October 15th, 2004 · 1 Comment

Lisa Williams put pieces of her insides out on a post. I’ll quote a small excerpt here.

The sources of that feeling of unhappiness are real. My sense of being isolated from other people, even people I love very much; my sense of being alone, the only one of my kind since my father died, of lacking that natural and complete, no-explanation-neccessary understanding of how we thought and how we worked; my realization that I will never achieve my childhood dreams of being a Great Personage, devoted to and excelling at a Great Work; my dinged, dented, and limping religious faith.

She ended her essay with this paragraph

I’m still not sure what to do, how to patch myself up, whether I can be patched and what I would do with myself if I were; but here we are, asleep in the Thinking Chair. Not fixed. But just resting.

I can’t say that I understand Lisa’s life completely or that I know all of her emotions. But I have had some similiar feelings at times. Sorrow has been strong in me through the past year as we have wrestled through some transitions as a family. I too feel that my faith is dinged, dented and limping, an apt description of our aftermath.

We live in a culture that recognizes emotion but at the same time seems to set expectations high. Or at least that is how I feel, on the one hand struggling in the muck I find inside, while trying to be someone and do something on the outside. We are encouraged to dream, but sometimes the dreams die. I’ve had holes in my heart that needed patches, but they’ve taken time to heal. It’s the human mystery: we feel we know how to fix problems and understand science yet we cannot solve ourselves.

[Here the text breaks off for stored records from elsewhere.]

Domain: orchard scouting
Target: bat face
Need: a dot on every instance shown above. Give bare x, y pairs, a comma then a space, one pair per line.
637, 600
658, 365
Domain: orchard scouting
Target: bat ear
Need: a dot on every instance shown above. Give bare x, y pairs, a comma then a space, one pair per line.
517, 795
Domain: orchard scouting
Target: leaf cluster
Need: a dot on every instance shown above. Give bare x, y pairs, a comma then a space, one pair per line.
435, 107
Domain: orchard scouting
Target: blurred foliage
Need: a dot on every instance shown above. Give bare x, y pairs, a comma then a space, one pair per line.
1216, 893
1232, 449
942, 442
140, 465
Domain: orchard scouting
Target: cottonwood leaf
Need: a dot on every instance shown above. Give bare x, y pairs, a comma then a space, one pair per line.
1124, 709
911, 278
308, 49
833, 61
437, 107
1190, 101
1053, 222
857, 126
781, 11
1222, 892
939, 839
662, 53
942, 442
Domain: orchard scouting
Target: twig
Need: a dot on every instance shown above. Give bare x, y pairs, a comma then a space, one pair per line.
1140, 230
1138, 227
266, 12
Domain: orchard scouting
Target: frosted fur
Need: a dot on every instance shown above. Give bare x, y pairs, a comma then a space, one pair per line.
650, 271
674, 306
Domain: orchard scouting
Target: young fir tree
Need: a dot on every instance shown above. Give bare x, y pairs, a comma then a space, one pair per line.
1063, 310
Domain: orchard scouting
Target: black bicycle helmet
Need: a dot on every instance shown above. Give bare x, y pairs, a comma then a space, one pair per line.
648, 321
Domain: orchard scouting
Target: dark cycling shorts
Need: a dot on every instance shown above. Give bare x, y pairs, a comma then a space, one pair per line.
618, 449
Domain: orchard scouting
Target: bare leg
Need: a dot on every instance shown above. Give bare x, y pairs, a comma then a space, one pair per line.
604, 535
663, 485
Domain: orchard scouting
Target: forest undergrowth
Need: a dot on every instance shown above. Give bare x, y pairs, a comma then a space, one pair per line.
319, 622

What I love about blogging is the transparency, the vulnerable moments of emotion, putting yourself on a page, revealing yourself with intimate words, refusing to censor what you wouldn’t say to a stranger. Like Lisa, I wrestle with isolation. I suspect that many of us bloggers do and that is why we write. Sometimes it takes the last bit of faith we can find to put our insides out for others to see. We place pieces of ourselves into posts, raw and rough, soft and sensitive, and we hope. We wait for the connection to come, to hear someone say “I heard you”, to know from a comment or a link that we are not alone.